As the communication software was incorporated, companies began to offer employees the ability to work from home (telecommuting) as an additional perk.

Today, according to USC’s infographic How the Digital Age Shaped Communication Management, about 24% of American workers have been given the luxury of working at least some of their hours from home every week.

The Perks of Telecommuting

The ability to telecommute has many perks. The biggest, as far as I see, is the ability to remove the daily commute from your life. 

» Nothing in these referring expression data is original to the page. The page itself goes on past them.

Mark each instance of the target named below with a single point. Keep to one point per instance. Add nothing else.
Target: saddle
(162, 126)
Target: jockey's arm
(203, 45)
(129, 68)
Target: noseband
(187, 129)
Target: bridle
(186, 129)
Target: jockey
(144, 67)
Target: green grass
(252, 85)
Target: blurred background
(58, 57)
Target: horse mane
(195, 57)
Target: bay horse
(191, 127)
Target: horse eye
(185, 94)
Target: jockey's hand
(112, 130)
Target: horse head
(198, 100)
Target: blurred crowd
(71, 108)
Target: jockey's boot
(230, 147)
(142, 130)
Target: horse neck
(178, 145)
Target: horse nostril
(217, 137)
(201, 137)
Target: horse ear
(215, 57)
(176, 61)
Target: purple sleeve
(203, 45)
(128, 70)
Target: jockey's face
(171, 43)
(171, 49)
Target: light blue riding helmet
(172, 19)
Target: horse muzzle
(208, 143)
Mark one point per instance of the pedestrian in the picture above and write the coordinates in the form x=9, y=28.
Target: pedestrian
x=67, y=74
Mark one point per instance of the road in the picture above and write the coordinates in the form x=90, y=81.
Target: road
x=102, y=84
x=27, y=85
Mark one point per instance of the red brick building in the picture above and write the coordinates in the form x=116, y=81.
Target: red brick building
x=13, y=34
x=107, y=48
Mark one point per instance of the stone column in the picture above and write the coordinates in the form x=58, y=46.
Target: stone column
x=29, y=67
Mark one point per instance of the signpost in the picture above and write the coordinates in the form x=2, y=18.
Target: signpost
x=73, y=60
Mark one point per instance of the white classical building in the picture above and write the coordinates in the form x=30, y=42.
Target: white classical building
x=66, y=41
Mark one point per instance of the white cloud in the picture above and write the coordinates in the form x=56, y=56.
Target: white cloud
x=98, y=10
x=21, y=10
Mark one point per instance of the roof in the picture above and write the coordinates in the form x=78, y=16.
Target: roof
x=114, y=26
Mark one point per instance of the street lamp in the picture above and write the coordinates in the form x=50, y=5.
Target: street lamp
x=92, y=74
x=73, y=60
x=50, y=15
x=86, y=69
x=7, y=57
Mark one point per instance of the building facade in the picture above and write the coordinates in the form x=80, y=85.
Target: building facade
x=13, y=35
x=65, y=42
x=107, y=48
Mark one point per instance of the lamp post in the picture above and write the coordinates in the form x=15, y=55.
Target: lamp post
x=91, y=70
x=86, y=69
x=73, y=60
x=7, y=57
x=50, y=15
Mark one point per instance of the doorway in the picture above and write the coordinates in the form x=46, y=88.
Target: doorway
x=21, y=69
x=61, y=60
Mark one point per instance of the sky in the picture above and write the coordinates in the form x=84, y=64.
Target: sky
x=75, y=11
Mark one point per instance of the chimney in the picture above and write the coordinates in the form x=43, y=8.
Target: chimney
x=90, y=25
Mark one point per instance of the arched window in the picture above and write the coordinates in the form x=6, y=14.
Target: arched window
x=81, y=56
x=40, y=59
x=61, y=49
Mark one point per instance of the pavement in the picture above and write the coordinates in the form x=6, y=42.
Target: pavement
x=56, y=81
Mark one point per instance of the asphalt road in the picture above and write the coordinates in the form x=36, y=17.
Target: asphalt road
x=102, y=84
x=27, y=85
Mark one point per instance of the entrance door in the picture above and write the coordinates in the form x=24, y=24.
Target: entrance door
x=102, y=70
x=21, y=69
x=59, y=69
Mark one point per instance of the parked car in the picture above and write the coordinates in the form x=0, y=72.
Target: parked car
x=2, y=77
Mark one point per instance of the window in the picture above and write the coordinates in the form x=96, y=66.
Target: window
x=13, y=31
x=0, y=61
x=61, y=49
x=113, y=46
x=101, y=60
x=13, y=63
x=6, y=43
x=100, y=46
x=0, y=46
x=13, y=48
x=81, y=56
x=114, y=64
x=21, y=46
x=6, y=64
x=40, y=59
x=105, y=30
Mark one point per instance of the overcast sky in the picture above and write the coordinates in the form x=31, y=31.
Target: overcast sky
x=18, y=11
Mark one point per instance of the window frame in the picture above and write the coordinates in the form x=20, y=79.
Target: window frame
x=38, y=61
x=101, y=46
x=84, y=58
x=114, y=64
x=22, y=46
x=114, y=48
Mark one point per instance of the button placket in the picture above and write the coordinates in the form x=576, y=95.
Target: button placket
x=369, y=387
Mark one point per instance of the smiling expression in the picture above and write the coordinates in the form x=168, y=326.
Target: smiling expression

According to Pepperdine University’s infographic The Daily Commute in Your Rearview Mirror, every year the average commuter spends $1,129 on gas. Do you know how many copies of Lost in Space I could buy for 1,129 dollars? 225. On Blu-Ray! In all seriousness, the ability to eliminate the daily commute would allow me to utilize those funds to repay my student loans or create a nest-egg for the future.

Telecommuting also saves a significant amount of time. The average commuter spends around 25 minutes each day traveling. My own commute is closer to an hour every day. That’s 4 hours a week, 16 hours a month, or 192 hours every year that I spend traveling to and from work.

The Dangers of Telecommuting

I spend what amounts to 8 days traveling to and from work. Despite that fact, every time I hypothetically consider telecommuting, I get an image of the robot from the television version of Lost In Space waving his arms around while saying, “Danger, Will Robinson! Danger.”

Here’s some bad news. Telecommuting is not for everyone. Why? Not everyone has the personality or the work ethic to telecommute efficiently. Here are some types of people who should refrain from telecommuting:

Introverts who have limited out of work social interaction. In college, I could go days without speaking at all. These days I’m a tad more social, but I still spend large chunks of my three-day weekend not interacting with other people. Introverts may recharge during periods of silence, but they’re happiness is still dependent on social interaction. And employee productivity, according to Ohio University,  is closely linked to happiness. Introverts should either telecomute part-time, plan how they will receive their social interaction, or sign-up for a traditional on-site workday.

Individuals who have a hard time staying on task. Telecommuting requires a lot more self-control than the traditional 9-5. As a 9-5er, I experience one ten second to twenty minute urge to take the day off. Telecommuters, away from the watchful eyes of management, can experience the urge to flake on their work duties at every moment of the day to watch a rerun of Star Trek.

If you were one of those individuals who skipped class in school or decided not to do your homework, you might want to become a 9-5er. While at work, you can retain your job and work on developing good work habits. If you do decide to telecomute, it helps to establish a designated work area at home. While in that area, you work. While out of it, you play.

Technology has granted more individuals the luxury to telecommute. The ability to work from home, allows individuals to save money and time. Not have one has the habits and the personality to claim those perks. One day, we 9-5ers who can’t telecommute will have the skills, the self-control and the social life to incorporate telecommuting into our lives. Until then, we’ll just have to watch how other individuals telecommute. Like the technology explored in Lost in Space, one day we’ll catch up.